Corporate Layoffs and Wealth Concentration Accelerate the Shift
Layoffs connected to AI deployment are already visible across major sectors. In 2023, more than 260,000 workers were laid off from the tech industry, with many companies citing AI efficiencies as the reason. In early 2025, Meta eliminated approximately 3,600 jobs—about 5% of its global workforce.
Financial institutions including Goldman Sachs and Morgan Stanley have implemented AI to automate client services, reducing the need for junior analysts—positions that traditionally provided access to middle-class incomes. As AI systems take over core business functions, companies are reallocating resources to maximize returns on technology rather than labor.
At the same time, economic data indicates that the benefits of productivity growth are increasingly accruing to capital owners. Between 1979 and 2022, labor productivity in the U.S. rose by 64.6%, but hourly compensation for the average worker increased by only 17.3%, according to the Economic Policy Institute.

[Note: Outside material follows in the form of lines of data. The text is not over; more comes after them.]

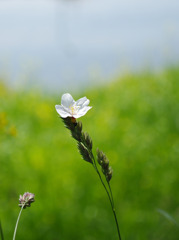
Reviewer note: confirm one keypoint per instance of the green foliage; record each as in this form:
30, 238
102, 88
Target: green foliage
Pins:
134, 120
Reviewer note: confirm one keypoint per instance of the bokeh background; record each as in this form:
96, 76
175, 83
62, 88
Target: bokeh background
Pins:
124, 57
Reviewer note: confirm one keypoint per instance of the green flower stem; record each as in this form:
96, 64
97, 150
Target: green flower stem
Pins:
15, 230
1, 232
110, 195
114, 211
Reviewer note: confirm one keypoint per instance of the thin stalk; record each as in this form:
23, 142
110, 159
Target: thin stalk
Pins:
114, 211
1, 232
15, 230
110, 195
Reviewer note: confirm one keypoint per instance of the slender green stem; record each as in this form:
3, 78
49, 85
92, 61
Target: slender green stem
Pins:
114, 211
110, 195
1, 232
15, 230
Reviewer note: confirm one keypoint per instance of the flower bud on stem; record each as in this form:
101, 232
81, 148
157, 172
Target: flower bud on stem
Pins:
85, 145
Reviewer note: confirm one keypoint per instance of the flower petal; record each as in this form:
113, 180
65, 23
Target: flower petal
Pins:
67, 100
82, 111
62, 112
82, 102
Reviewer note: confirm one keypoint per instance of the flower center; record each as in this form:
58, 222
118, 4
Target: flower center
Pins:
73, 110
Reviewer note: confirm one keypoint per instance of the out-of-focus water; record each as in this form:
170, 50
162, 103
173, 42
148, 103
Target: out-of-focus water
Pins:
68, 44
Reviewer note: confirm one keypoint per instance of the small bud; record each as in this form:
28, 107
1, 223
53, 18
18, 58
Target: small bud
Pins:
79, 127
109, 174
105, 162
88, 141
26, 199
100, 156
84, 152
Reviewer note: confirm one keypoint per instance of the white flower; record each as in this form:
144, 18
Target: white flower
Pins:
71, 108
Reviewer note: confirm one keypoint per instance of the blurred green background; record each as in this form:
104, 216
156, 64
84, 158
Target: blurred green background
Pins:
134, 120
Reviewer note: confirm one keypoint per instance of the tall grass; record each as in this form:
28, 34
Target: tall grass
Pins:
135, 120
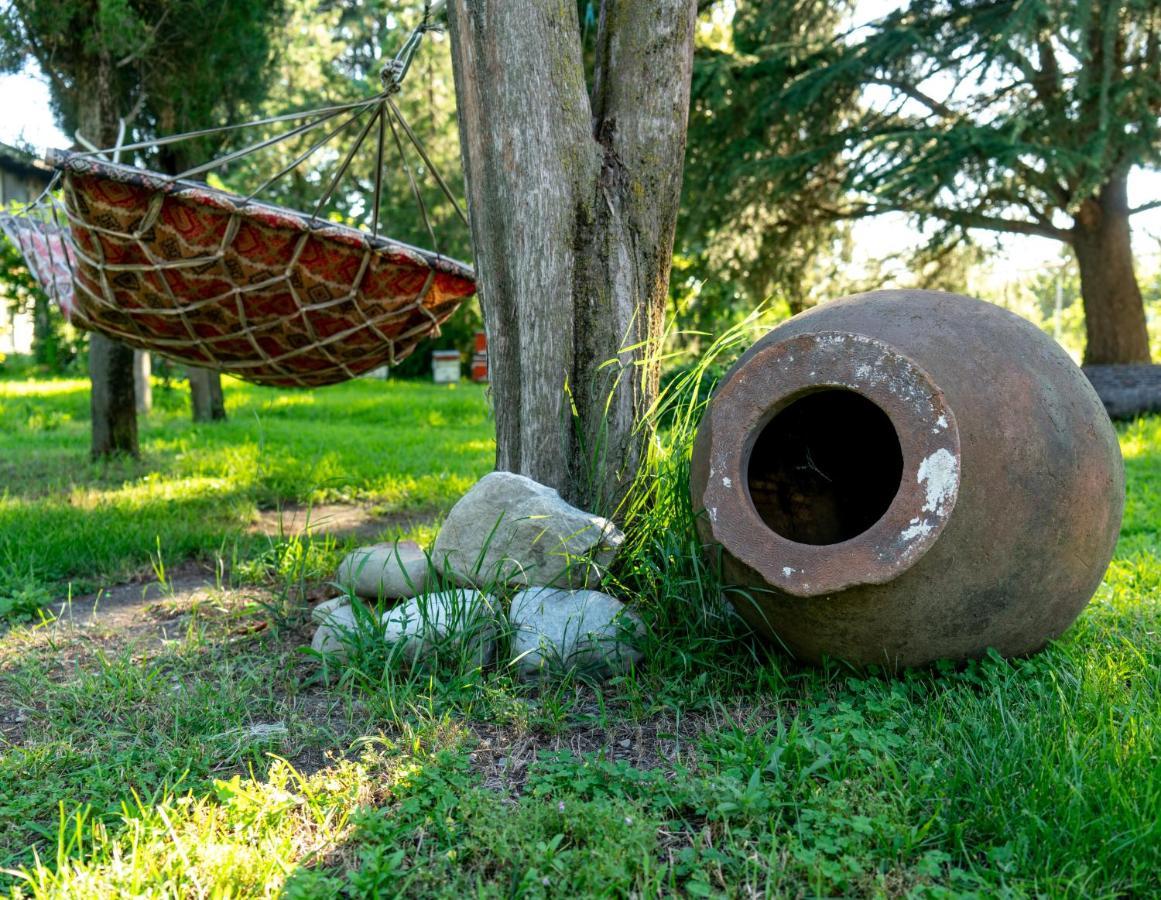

Wealth is becoming increasingly concentrated. Federal Reserve data shows that the richest 10% of Americans now own 70% of all national wealth. The middle class—defined as households with incomes between two-thirds and twice the median—held 62% of the country’s wealth in 1980 but just 43% by 2023.
These figures point to a widening economic divide driven in part by the rapid adoption of AI technologies in professional and administrative sectors.